Consta nos autos do processo que uma funcionária ajuizou uma reclamação trabalhista contra o supermercado em que trabalhava, entretanto, por não comparecer à audiência inicial, o processo foi arquivado, motivo pelo qual o juízo de primeiro grau da 7ª Vara do Trabalho de Porto Alegre/RS determinou que ela realizasse o pagamento das custas processuais, visto que não houve justificativa da ausência.
Após o arquivamento do processo feito pelo primeiro grau de jurisdição, a funcionária ajuizou uma nova ação trabalhista, mas houve a sua citação para fazer o pagamento das custas processuais decretadas na primeira ação. A funcionária apresentou a declaração de pobreza, o que isenta o pagamento de custas processuais.
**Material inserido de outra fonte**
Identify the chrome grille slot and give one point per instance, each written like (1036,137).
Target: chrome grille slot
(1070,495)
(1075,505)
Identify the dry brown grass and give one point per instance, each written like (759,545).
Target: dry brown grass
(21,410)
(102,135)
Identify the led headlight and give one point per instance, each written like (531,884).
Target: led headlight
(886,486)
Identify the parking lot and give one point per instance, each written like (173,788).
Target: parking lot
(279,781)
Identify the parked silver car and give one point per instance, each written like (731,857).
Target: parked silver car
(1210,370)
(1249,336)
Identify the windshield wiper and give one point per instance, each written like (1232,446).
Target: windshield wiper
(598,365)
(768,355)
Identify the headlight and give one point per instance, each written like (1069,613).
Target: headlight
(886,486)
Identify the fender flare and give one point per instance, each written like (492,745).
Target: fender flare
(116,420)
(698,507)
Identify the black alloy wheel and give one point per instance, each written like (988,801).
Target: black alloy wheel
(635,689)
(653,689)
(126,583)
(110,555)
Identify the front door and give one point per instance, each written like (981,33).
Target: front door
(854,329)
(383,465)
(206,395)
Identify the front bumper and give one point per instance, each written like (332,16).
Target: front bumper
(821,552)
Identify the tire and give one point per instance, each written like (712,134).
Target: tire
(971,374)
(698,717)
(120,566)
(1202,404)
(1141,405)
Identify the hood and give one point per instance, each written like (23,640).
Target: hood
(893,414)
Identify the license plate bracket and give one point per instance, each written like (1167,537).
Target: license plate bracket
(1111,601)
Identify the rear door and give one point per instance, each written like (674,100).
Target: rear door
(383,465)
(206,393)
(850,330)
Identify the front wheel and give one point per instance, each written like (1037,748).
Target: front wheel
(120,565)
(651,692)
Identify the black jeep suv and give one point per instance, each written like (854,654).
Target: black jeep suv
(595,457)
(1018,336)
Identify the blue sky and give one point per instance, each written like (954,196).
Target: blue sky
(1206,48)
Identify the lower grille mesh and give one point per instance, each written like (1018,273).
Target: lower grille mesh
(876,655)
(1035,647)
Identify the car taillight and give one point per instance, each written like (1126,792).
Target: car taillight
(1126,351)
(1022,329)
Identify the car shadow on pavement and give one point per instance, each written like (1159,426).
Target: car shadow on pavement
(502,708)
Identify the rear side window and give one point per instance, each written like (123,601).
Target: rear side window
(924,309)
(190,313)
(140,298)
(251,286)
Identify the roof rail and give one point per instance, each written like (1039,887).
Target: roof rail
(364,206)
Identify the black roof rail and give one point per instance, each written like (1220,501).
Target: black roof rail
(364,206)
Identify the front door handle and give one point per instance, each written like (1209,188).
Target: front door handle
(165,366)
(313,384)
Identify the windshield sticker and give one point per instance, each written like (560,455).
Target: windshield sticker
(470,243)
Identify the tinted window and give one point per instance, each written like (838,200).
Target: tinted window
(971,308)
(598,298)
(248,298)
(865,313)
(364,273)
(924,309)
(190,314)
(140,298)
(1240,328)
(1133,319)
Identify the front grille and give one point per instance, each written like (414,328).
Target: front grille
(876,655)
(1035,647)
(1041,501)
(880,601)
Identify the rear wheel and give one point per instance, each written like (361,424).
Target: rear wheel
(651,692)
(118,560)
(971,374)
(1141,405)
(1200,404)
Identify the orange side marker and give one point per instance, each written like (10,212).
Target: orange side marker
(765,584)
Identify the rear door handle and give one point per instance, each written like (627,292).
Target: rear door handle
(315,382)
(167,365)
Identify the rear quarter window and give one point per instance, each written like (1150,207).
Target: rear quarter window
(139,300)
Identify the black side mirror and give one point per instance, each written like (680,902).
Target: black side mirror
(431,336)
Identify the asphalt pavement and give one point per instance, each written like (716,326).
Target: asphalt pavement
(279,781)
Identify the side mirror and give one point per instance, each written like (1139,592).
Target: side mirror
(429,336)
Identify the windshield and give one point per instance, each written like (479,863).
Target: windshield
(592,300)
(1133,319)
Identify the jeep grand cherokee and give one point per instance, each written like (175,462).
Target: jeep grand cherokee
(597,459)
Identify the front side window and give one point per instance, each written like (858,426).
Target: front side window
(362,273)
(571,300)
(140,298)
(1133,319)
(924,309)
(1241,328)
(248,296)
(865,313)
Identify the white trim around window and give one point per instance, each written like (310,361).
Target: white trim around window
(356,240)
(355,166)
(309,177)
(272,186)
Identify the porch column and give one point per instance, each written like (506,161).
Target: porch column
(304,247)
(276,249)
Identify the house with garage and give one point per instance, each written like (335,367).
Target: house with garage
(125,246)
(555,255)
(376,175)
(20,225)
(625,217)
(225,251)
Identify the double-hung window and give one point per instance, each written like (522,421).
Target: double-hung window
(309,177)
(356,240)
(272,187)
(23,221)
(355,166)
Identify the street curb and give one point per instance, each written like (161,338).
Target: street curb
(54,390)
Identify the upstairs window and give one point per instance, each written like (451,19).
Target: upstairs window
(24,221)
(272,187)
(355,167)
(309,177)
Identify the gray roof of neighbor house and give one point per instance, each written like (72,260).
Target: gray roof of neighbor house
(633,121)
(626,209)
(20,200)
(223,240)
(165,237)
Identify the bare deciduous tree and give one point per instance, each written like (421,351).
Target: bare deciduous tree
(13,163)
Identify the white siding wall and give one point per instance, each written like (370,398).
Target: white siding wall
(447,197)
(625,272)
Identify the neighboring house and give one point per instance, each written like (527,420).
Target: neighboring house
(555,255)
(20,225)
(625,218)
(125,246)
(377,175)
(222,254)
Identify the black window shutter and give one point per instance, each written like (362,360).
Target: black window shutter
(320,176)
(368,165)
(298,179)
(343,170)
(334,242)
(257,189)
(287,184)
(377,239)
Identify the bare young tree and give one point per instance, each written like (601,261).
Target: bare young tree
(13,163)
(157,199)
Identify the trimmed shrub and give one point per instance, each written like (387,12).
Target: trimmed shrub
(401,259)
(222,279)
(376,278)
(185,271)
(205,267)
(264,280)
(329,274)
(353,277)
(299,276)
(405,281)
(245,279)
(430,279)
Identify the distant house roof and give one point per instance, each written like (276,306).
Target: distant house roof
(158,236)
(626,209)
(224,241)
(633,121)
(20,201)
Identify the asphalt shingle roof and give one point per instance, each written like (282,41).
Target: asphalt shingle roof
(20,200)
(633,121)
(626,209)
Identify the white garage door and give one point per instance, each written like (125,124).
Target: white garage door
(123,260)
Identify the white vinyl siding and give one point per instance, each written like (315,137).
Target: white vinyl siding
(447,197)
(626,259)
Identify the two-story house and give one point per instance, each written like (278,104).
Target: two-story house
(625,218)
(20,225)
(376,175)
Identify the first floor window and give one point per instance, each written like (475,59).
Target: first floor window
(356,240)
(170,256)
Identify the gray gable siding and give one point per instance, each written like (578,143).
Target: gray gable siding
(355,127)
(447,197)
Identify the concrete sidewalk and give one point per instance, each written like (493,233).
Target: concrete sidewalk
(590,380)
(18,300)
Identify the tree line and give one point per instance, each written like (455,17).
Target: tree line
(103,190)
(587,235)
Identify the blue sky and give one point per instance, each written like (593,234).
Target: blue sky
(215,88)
Conquanto, em virtude do não pagamento, a juíza da primeira instância determinou o bloqueio dos valores de sua conta bancária por dezessete dias, prazo suficiente para realizar a penhora de uma quantia dos valores.
Inconformada com a situação, a mulher interpôs um recurso que apresentava a declaração de pobreza e constatando o seu salário como empacotadora, de R$ 937, de maneira que, o salário não conseguiria cobrir totalmente as custas processuais que ficaram em R$ 1.184,84, desse modo, as custas processuais não deveriam ser pagas, visto que a mulher atestou sua condição de pobreza.
Ao analisar a situação, o desembargador Marcelo José Ferlin D’Ambroso concedeu a liminar para suspender o bloqueio feito e a 8ª turma do TRT da 4ª região anulou a decisão do primeiro grau.
Ao considerar que houve violação de direitos fundamentais da trabalhadora, o colegiado pediu desculpas em nome da Justiça do Trabalho e reconheceram o bloqueio errôneo e injustificado feito pela primeira instância. Por fim, o relator destacou o reconhecimento das falhas e, relembrou que é fundamental a reparação de direitos violados para melhorar a situação do Poder Judiciário.